Feijão em falta no prato
Raphael Barreto chamou a atenção para a redução do consumo
de feijão, no Brasil, ano após ano. Esse grão é considerado um marcador de
alimentação saudável, fundamental para a prevenção da anemia por deficiência de
ferro. Além disso, possui minerais, vitaminas e proteínas, ajuda a inibir o
aparecimento de doenças cardíacas e a diminuir o colesterol.
De 2015 até 2020, o indicador referente ao consumo de feijão
tinha valores acima de 80%. Em 2021, entretanto, a taxa diminuiu 30 pontos
percentuais em todos os grupos etários de 2 a 19 anos, atingindo a marca de
54,5%.
“Em 2020, 84% das adolescentes de 10 a 19 anos tinham
ingerido feijão na data anterior à consulta no SUS, sendo que a partir de 2021,
esse número cai para 54,5%. Tem uma redução importante no consumo de feijão. A
gente vê que a insegurança alimentar e a crise econômica estão tão fortes que
um alimento básico, como o feijão, está faltando no prato dos brasileiros”.
Pandemia
Segundo o gestor de Projetos de Obesidade Infantil do
Instituto Desiderata, o cenário pandêmico agravou as desigualdades sociais,
potencializando os efeitos da crise econômica e tornando maior o quadro da
obesidade, em função do distanciamento social.
Com a redução das atividades externas e o isolamento em
casa, as crianças e os adolescentes estiveram expostos a mais tempo de tela
(computador, televisão ou celular), reduziram as atividades físicas e a ida à
escola.
“Isso também contribuiu para o aumento da obesidade, além,
principalmente, do consumo de alimentos ultraprocessados. A gente percebe que
tem um aumento no preço dos alimentos, em geral, como os minimamente
processados, in natura, como verduras, frutas e legumes. As proteínas
aumentaram de preço, mas os alimentos ultraprocessados não aumentaram tanto”.
Segundo Barreto, os alimentos ultraprocessados causam mal à
saúde e trazem risco de aumento da obesidade, hipertensão, diabetes e outras
doenças crônicas não transmissíveis. “As famílias não conseguiram mais manter a
alimentação baseada em alimentos minimamente processados ou in natura e
tiveram que migrar para o alimento que dá para comprar e que, ultimamente, é o
ultraprocessado”, indicou.
Entre os adolescentes de 10 a 19 anos de idade, o consumo de
alimentos ultraprocessados atingiu 86,8%, no ano passado, quase o mesmo índice
de 2015 (86,9%), depois de cair para 82,2%, em 2020.

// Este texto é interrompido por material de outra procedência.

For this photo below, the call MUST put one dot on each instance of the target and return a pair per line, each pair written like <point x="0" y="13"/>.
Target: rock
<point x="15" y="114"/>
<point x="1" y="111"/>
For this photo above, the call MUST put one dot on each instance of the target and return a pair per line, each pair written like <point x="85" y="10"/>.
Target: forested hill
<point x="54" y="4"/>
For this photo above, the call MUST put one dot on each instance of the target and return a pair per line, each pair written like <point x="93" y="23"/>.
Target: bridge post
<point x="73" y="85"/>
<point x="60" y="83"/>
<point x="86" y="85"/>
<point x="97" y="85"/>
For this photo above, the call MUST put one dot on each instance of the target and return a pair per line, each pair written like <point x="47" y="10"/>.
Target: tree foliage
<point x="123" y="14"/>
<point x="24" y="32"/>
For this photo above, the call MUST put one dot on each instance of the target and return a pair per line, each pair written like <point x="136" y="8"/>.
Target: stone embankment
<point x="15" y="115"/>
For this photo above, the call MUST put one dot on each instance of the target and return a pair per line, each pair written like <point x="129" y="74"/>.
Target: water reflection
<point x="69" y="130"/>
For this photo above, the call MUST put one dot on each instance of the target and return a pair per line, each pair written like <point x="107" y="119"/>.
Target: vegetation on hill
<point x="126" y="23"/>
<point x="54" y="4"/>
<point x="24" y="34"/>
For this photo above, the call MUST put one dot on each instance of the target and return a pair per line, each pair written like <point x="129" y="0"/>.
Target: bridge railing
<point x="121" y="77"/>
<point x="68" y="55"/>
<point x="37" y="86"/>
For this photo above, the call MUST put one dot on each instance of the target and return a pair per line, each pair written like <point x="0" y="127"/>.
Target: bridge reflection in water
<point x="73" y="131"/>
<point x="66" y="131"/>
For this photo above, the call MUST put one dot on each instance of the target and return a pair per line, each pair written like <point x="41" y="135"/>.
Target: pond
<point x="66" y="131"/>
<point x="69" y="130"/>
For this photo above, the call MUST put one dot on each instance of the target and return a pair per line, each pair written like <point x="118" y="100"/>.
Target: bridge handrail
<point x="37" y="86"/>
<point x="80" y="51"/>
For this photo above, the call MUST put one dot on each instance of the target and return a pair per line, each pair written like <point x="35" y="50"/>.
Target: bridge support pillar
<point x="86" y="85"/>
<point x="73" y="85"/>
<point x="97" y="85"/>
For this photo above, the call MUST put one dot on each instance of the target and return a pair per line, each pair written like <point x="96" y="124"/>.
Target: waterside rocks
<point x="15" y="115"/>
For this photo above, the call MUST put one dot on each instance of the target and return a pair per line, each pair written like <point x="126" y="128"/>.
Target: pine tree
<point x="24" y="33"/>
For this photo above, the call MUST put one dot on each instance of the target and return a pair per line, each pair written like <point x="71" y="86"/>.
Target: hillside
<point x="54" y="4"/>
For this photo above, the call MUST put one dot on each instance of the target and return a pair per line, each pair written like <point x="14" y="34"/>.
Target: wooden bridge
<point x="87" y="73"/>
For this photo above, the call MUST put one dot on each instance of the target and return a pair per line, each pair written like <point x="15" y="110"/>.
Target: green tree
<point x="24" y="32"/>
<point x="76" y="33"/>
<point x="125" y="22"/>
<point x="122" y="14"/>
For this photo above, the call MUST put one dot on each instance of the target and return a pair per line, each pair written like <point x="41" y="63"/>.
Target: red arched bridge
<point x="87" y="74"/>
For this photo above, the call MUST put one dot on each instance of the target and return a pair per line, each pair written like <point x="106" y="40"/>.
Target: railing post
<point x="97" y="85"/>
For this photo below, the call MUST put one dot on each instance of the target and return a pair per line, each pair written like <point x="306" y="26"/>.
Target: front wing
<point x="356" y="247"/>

O panorama revela ainda tendência de crescimento desse
índice. Entre janeiro e junho de 2022, o consumo de alimentos ultraprocessados
já está em 93%. Também na faixa de 5 a 9 anos de idade, os alimentos
ultraprocessados tiveram consumo de 89%, em 2021, com registro de 92,9% nos
seis primeiros meses de 2022. “Nos últimos sete anos, há um aumento do consumo
desses alimentos no Brasil, entre crianças e adolescentes”.
Alerta
De acordo com Raphael Barreto, o Panorama da Obesidade de
Crianças e Adolescentes faz um alerta para o cenário da insegurança alimentar e
da obesidade no país e para a necessidade de fortalecimento de algumas
políticas públicas, como o Programa Nacional de Alimentação Escolar (PNAE),
destinado à rede de escolas públicas.
“Muitas crianças ficaram sem acesso à escola durante a
pandemia, e aquele era o lugar onde podiam realizar, muitas vezes, a única
refeição do dia”.
Para ele, é necessário fortalecer esse programa, baseado no
Guia Alimentar da População Brasileira, que indica quais são os alimentos mais
nutritivos, os que são mais indicados para a boa digestão e os que trazem mais
benefícios à saúde.
A Agência Brasil procurou o Ministério da Educação
para comentar sobre PNAE, mas não recebeu retorno até a publicação desta
matéria.
As escolas também são importantes ambientes de proteção
nutricional quando há políticas voltadas para as cantinas. “É preciso que as
cantinas escolares não possam vender alimentos que causam mal à saúde das
crianças e adolescentes, devendo fornecer alimentos minimamente processados ou
in natura”, defendeu o gestor, destacando que a medida pode ser estendida a
escolas privadas.
O Instituto Desiderata trabalha em articulação com o Poder Público e encaminhará o levantamento às secretarias municipais e estaduais de Saúde e Educação.